Lors d'une conversation téléphonique avec son homologue français Jean-Yves Le Drian, le ministre ukrainien des Affaires étrangères Dmytro Kouleba a appelé samedi les Occidentaux à "être vigilants et fermes dans les contacts avec la Russie", disant viser un "un règlement politique et diplomatique" de la crise.
Il aussi appelé à "éviter les mesures susceptibles d'alimenter l'anxiété" et de "compromettre la stabilité financière" de cette ex-république soviétique, l'un des pays les plus pauvres d'Europe.
Ces propos font écho à ceux du président ukrainien Volodymyr Zelensky, qui a exhorté vendredi à à ne pas semer la "panique" face au déploiement de quelque 100.000 soldats russes aux frontières, alors que plusieurs pays dont les Etats-Unis ont évacué les familles de leurs diplomates.
- Des renforts américains mais "pas beaucoup" -
Le président américain Joe Biden maintenait pour sa part la pression en annonçant l'envoi prochain d'un contingent de soldats en Europe de l'Est, une nouvelle qui ne manquera pas d'irriter Moscou, qui dénonce le renforcement de l'Alliance à ses frontières depuis vingt ans.
La France a elle annoncé l'envoi de "plusieurs centaines" de soldats en Roumanie, pays frontalier.
Le ministre français des Affaires étrangères Jean-Yves Le Drian et son homologue allemande Annalena Baerbock sont attendus en Ukraine les 7 et 8 février.
A Londres, Boris Johnson s'est dit "déterminé à accélérer les efforts diplomatiques et à renforcer la dissuasion pour éviter une effusion de sang en Europe". Le Premier ministre britannique doit s'entretenir dans les prochains jours avec Vladimir Poutine, avant un déplacement dans la région.
Pour sa part, le Premier ministre polonais Mateusz Morawiecki est attendu mardi à Kiev. "La Pologne soutient l'Ukraine pour empêcher l'agression de la Russie", a tweeté le porte-parole du gouvernement polonais Piotr Muller.
S'estimant menacée par l'élargissement continu de l'Otan à ses frontières et par le soutien occidental à l'Ukraine, la Russie souhaite un retour des déploiements militaires aux frontières de 1997. Les demandes russes ont été formellement rejetées mercredi par les Etats-Unis et l'Otan.
"Les réponses des Etats-Unis et de l'Otan n'ont pas tenu compte des inquiétudes fondamentales de la Russie", a relevé le Kremlin vendredi, à l'issue d'une conversation entre Vladimir Poutine et le président français Emmanuel Macron.

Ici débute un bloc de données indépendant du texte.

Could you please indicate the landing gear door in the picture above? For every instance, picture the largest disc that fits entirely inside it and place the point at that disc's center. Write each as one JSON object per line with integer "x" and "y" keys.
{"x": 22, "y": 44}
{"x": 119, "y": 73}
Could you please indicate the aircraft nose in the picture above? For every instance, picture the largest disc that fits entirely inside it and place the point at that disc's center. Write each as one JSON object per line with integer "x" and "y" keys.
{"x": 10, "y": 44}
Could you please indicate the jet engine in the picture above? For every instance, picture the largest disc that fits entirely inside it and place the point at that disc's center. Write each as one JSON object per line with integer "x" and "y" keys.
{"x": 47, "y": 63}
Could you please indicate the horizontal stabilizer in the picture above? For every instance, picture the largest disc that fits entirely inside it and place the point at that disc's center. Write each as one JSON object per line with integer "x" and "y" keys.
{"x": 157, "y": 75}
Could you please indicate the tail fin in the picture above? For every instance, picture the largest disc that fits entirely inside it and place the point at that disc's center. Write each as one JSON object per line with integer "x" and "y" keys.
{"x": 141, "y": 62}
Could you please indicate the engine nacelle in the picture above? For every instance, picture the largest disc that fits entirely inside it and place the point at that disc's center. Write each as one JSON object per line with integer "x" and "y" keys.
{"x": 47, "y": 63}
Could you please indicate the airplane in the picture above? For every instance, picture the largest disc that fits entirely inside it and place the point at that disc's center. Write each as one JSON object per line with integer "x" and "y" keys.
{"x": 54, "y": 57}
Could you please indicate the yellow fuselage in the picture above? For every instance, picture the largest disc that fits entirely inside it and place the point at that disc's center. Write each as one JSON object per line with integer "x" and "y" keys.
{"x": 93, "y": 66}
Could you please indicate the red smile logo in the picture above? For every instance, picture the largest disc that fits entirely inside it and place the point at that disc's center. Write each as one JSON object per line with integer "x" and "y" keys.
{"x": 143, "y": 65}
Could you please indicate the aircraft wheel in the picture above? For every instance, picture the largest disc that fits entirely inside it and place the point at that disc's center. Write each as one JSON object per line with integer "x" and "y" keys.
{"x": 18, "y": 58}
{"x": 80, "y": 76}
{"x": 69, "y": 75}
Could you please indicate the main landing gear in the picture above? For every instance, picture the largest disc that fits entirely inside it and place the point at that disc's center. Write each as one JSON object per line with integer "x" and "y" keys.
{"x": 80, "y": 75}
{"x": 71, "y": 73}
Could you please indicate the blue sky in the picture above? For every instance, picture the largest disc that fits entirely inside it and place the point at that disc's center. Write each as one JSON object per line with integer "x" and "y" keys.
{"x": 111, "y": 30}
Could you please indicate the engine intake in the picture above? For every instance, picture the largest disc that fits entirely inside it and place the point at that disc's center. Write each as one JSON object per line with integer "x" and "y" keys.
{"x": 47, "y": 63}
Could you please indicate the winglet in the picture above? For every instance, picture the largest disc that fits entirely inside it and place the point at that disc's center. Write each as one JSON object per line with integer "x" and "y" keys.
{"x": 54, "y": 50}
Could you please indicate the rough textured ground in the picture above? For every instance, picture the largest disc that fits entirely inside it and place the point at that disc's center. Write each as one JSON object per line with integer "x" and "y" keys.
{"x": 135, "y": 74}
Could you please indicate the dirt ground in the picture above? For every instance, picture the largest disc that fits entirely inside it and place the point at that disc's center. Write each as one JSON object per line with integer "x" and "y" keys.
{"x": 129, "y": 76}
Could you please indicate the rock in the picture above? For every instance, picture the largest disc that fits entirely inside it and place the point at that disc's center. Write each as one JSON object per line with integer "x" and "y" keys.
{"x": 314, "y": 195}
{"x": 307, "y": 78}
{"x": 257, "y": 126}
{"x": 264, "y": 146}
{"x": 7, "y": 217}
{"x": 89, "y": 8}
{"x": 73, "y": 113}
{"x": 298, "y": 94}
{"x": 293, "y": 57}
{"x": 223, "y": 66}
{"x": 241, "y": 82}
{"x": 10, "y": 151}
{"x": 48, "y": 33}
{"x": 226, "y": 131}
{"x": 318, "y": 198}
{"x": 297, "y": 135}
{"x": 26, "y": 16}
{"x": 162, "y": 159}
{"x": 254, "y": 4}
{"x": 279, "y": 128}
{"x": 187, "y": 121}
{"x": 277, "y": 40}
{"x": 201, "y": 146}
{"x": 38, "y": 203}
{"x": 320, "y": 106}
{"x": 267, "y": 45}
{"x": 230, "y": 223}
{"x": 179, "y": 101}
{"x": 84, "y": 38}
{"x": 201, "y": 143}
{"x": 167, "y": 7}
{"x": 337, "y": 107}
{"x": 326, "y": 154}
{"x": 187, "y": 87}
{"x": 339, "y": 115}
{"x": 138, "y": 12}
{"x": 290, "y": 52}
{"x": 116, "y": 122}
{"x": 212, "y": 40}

- La menace de sanctions -
"Le président Poutine n'a exprimé aucune intention offensive", a noté la présidence française, ajoutant que les deux dirigeants avaient convenu de la "nécessité d'une désescalade".
Les Européens et les Américains ont promis des sanctions sans précédent en cas d'attaque contre l'Ukraine.

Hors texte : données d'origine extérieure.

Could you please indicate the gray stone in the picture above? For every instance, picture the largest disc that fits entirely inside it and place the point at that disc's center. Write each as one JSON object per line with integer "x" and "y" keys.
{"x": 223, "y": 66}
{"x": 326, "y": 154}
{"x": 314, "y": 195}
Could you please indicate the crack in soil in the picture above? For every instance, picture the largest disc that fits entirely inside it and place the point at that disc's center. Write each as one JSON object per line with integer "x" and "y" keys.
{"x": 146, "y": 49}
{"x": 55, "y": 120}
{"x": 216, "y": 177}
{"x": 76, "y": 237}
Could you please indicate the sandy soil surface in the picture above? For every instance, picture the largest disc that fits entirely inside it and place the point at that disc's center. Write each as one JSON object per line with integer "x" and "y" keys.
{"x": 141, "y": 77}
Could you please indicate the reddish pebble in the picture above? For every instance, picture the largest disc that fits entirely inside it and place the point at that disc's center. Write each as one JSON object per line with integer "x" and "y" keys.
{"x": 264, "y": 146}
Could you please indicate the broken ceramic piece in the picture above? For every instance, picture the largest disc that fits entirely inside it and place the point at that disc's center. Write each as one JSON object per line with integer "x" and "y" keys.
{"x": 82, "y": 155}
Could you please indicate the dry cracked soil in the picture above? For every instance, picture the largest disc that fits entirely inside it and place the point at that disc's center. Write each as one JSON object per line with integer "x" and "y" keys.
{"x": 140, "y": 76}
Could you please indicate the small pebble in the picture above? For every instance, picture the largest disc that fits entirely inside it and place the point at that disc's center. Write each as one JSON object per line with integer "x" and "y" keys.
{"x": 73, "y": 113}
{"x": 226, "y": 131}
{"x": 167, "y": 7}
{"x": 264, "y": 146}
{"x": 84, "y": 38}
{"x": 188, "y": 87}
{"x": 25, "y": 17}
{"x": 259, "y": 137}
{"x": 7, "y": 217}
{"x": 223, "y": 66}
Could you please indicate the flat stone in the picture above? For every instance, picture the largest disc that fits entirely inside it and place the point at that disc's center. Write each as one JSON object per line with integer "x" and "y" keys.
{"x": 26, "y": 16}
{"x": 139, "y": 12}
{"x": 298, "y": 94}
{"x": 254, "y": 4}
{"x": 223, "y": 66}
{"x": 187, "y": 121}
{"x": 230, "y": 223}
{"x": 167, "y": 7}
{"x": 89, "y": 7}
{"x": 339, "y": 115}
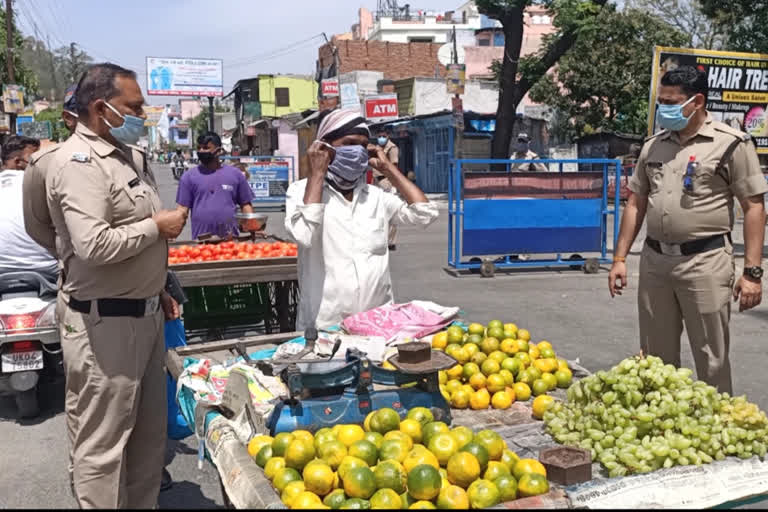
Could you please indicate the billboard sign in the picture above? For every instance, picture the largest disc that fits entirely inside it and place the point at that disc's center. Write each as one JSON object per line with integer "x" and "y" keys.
{"x": 330, "y": 87}
{"x": 381, "y": 107}
{"x": 738, "y": 87}
{"x": 185, "y": 77}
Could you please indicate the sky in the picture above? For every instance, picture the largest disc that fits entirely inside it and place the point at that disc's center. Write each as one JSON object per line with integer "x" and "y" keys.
{"x": 251, "y": 36}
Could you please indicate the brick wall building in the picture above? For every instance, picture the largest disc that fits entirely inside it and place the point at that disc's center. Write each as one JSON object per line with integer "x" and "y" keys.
{"x": 395, "y": 60}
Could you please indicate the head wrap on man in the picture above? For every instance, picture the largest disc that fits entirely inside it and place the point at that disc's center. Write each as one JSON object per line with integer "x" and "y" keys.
{"x": 340, "y": 123}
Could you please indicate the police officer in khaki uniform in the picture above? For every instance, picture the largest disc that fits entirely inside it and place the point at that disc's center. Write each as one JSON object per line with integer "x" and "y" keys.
{"x": 685, "y": 181}
{"x": 37, "y": 218}
{"x": 112, "y": 235}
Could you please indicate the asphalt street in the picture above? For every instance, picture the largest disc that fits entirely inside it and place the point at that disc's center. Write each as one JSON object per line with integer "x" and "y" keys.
{"x": 571, "y": 309}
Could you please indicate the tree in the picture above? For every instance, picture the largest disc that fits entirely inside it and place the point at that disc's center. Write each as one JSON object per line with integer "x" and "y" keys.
{"x": 602, "y": 82}
{"x": 688, "y": 17}
{"x": 519, "y": 75}
{"x": 745, "y": 20}
{"x": 72, "y": 62}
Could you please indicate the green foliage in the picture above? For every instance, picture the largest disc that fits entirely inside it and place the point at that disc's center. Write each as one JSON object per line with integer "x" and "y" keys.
{"x": 746, "y": 21}
{"x": 602, "y": 82}
{"x": 58, "y": 128}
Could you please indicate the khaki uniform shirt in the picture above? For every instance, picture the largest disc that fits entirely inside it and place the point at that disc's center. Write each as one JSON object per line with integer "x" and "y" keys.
{"x": 101, "y": 200}
{"x": 37, "y": 217}
{"x": 677, "y": 216}
{"x": 529, "y": 155}
{"x": 393, "y": 154}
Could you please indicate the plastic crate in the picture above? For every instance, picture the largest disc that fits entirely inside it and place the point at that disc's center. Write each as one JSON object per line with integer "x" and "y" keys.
{"x": 212, "y": 307}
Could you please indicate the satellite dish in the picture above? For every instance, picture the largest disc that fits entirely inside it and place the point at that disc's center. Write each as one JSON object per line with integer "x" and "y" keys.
{"x": 445, "y": 54}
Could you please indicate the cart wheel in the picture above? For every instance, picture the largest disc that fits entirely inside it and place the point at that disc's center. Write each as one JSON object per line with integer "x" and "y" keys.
{"x": 487, "y": 269}
{"x": 576, "y": 257}
{"x": 591, "y": 266}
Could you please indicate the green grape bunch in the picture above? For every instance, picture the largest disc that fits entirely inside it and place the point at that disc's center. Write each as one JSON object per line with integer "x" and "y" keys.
{"x": 642, "y": 415}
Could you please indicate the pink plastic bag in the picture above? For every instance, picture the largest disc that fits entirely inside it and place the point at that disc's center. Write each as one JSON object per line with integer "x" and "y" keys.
{"x": 395, "y": 321}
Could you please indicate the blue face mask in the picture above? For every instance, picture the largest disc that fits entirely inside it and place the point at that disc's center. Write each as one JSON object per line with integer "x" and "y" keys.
{"x": 671, "y": 116}
{"x": 131, "y": 129}
{"x": 348, "y": 166}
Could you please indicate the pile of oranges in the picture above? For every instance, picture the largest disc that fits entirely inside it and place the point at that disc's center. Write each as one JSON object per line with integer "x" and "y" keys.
{"x": 229, "y": 251}
{"x": 394, "y": 463}
{"x": 498, "y": 365}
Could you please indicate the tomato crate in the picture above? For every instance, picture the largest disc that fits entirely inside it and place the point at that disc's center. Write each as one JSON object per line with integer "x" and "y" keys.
{"x": 212, "y": 307}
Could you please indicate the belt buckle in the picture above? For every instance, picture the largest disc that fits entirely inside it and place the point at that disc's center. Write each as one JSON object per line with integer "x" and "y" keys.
{"x": 150, "y": 305}
{"x": 670, "y": 249}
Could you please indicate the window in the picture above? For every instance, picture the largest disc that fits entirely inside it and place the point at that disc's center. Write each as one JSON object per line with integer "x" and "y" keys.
{"x": 282, "y": 97}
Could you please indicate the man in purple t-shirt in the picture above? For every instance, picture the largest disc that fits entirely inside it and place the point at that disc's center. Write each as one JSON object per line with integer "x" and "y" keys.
{"x": 213, "y": 191}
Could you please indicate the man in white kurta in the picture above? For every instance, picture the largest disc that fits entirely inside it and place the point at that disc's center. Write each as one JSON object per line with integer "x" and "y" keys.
{"x": 341, "y": 224}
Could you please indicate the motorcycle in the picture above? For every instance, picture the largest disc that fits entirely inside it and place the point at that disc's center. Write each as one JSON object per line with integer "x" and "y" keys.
{"x": 29, "y": 338}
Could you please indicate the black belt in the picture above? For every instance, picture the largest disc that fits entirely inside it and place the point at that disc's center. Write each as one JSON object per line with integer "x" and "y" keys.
{"x": 118, "y": 307}
{"x": 688, "y": 248}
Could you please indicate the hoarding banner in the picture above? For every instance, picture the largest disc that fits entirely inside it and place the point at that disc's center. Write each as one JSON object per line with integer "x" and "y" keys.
{"x": 13, "y": 99}
{"x": 330, "y": 87}
{"x": 738, "y": 87}
{"x": 381, "y": 107}
{"x": 185, "y": 77}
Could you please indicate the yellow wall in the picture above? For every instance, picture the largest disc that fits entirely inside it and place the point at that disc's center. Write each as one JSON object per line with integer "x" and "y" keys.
{"x": 302, "y": 95}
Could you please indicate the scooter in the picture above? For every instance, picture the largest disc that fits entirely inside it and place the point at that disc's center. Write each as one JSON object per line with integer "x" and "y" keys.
{"x": 29, "y": 338}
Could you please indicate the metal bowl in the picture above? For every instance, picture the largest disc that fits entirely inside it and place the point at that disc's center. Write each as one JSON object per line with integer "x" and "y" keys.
{"x": 251, "y": 221}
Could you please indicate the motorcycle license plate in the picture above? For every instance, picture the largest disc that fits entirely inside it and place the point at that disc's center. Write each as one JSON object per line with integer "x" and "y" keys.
{"x": 21, "y": 361}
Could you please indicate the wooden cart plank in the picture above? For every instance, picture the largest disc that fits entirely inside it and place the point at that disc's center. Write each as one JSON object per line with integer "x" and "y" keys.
{"x": 237, "y": 275}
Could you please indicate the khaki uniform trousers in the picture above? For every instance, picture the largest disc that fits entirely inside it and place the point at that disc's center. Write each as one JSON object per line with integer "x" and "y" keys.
{"x": 695, "y": 290}
{"x": 115, "y": 405}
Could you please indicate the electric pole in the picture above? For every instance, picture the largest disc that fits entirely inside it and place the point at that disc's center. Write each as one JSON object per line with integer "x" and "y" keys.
{"x": 9, "y": 56}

Ont été évoqués le gazoduc stratégique Nord Stream 2 entre la Russie et l'Allemagne, ou encore l'accès des Russes aux transactions en dollars, la monnaie reine dans les échanges internationaux.
Les Etats-Unis ont par ailleurs saisi jeudi le Conseil de sécurité de l'ONU, réclamant une réunion lundi en raison de la "menace claire" que fait peser à leurs yeux la Russie sur "la paix et la sécurité internationales".
De son côté, le ministre russe des Affaires étrangères, Sergueï Lavrov, a assuré que la Russie ne voulait "pas de guerre" et préférait la "voie de la diplomatie".
Moscou avait prévenu qu'un rejet de ses demandes allait se traduire par des représailles, sans plus de précisions.
Des députés russes ont proposé que Moscou reconnaisse l'indépendance des territoires séparatistes prorusses en Ukraine, qui combattent les forces de Kiev depuis 2014, et qu'elle leur fournisse ouvertement des armes.